Phil Hunt, an ex-con struggling to run a horse farm with his wife, and another ex-con, a 22-year-old portentously identified only as “the Kid,” are out to pick up two packages filled with 200 kilos of cocaine in a deep forest in Washington state (rendered in sensory prose that recalls Hemingway’s “Big Two-Hearted River”). Deputy Bobby Drake nabs the Kid, but Hunt gets away. The Kid goes to jail, where someone who wants to keep him quiet about the drugs has him brutally murdered in the first of several explicitly rendered, harrowing scenes of violence. Hunt now realizes he’s in trouble with the law and with the drug dealers who sent him to retrieve the cocaine.
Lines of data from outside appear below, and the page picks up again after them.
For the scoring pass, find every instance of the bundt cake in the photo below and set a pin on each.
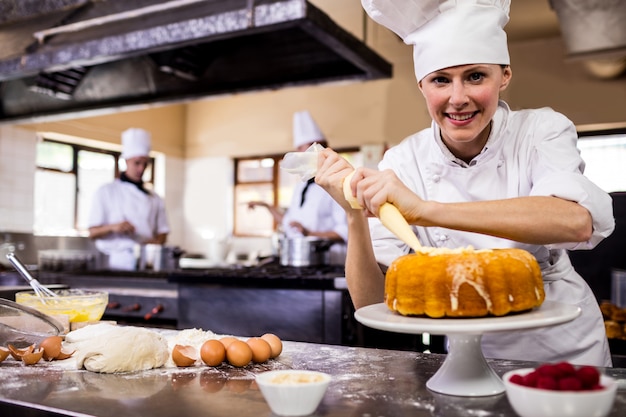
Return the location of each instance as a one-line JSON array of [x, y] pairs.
[[439, 282]]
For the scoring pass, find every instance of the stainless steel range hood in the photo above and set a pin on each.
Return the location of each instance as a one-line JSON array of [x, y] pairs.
[[61, 58]]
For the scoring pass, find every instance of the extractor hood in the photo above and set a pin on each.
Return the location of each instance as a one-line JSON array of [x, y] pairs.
[[61, 58]]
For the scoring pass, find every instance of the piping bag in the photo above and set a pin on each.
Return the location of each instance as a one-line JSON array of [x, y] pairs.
[[304, 164]]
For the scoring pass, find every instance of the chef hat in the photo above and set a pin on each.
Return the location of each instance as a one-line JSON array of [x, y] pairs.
[[135, 142], [305, 130], [446, 33]]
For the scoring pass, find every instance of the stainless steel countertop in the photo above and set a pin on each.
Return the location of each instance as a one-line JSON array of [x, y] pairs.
[[366, 382]]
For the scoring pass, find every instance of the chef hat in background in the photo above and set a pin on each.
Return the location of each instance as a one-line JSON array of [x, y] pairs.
[[446, 33], [305, 130], [135, 142]]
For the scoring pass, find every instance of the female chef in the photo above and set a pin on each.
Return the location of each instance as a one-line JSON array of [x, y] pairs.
[[481, 175], [125, 213]]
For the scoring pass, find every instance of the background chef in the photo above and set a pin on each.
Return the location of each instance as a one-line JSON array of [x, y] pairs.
[[312, 212], [124, 212]]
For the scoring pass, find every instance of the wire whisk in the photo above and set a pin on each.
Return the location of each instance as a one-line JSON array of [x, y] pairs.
[[41, 291]]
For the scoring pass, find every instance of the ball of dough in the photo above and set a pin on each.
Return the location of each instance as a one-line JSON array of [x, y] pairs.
[[109, 348]]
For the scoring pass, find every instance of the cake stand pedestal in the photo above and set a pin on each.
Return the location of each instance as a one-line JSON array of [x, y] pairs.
[[465, 372]]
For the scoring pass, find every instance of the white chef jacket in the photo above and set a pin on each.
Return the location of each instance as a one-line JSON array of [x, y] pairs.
[[121, 201], [321, 213], [528, 153]]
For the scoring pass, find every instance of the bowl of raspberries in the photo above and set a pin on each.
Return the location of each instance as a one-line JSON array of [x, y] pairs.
[[560, 390]]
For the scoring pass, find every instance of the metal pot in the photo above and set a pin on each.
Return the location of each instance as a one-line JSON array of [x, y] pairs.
[[305, 251], [157, 257]]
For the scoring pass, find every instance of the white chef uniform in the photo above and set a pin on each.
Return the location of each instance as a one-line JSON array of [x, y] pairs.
[[319, 211], [122, 201], [528, 153]]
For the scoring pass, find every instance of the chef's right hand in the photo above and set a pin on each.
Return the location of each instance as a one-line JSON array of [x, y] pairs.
[[125, 228], [331, 171]]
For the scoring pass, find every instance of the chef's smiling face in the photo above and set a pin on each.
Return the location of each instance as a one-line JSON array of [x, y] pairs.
[[135, 167], [462, 101]]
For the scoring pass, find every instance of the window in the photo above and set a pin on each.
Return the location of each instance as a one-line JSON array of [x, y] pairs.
[[66, 179], [604, 154], [260, 178]]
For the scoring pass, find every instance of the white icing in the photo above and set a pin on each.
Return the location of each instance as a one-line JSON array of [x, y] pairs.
[[467, 272]]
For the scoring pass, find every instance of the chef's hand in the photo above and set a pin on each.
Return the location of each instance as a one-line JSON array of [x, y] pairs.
[[254, 204], [331, 171], [124, 227], [373, 188]]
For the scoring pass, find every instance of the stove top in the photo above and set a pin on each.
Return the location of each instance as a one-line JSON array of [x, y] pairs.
[[267, 275]]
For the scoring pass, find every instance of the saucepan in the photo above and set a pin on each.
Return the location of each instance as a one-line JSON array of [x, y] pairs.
[[305, 251]]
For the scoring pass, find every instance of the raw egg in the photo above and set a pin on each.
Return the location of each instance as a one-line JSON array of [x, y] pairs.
[[64, 354], [227, 340], [261, 349], [31, 358], [51, 347], [17, 353], [184, 355], [238, 353], [275, 344], [212, 352], [4, 353]]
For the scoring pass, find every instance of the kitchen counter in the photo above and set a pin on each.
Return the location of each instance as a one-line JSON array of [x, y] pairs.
[[366, 382]]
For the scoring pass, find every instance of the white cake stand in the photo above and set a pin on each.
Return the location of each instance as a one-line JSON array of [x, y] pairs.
[[465, 372]]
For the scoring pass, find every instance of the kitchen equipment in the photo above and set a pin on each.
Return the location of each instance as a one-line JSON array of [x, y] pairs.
[[536, 402], [292, 392], [465, 371], [41, 291], [157, 257], [618, 287], [77, 304], [65, 260], [22, 326], [305, 251]]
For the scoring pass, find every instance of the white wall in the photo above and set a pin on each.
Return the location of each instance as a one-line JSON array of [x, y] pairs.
[[17, 179]]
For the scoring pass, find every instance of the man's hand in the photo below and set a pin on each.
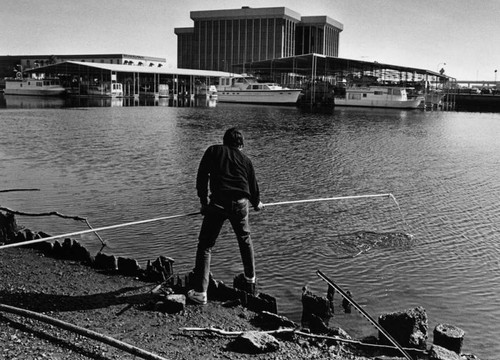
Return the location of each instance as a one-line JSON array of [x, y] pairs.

He hopes to appease the latter by carrying out one more assignment for them, this one involving a young Vietnamese woman carrying tubes of coke in her stomach. The dealers, hovering about in their car, engage a man named Grady, who has great skill vivisecting humans with razor-sharp knives. The pursuits that follow are complicated and play out in sharply written, swiftly paced scenes. But as the book’s prose, its overwrought title and its violence—in a stark Cormac McCarthy landscape—suggest, Waite aims for more than a straightforward thriller. Haunted by the desertion of his father, now in prison, Drake longs for some sort of healing. Hunt, likewise, wants to know that his life, work and marriage after prison have brought him redemption. Saving Hunt, Drake feels as he circles the ex-con, may free them both.

Parts of the book are somewhat obvious. But the meticulously calibrated prose, rushing narrative and sympathetic protagonists mark Waite as a rewarding, promising writer.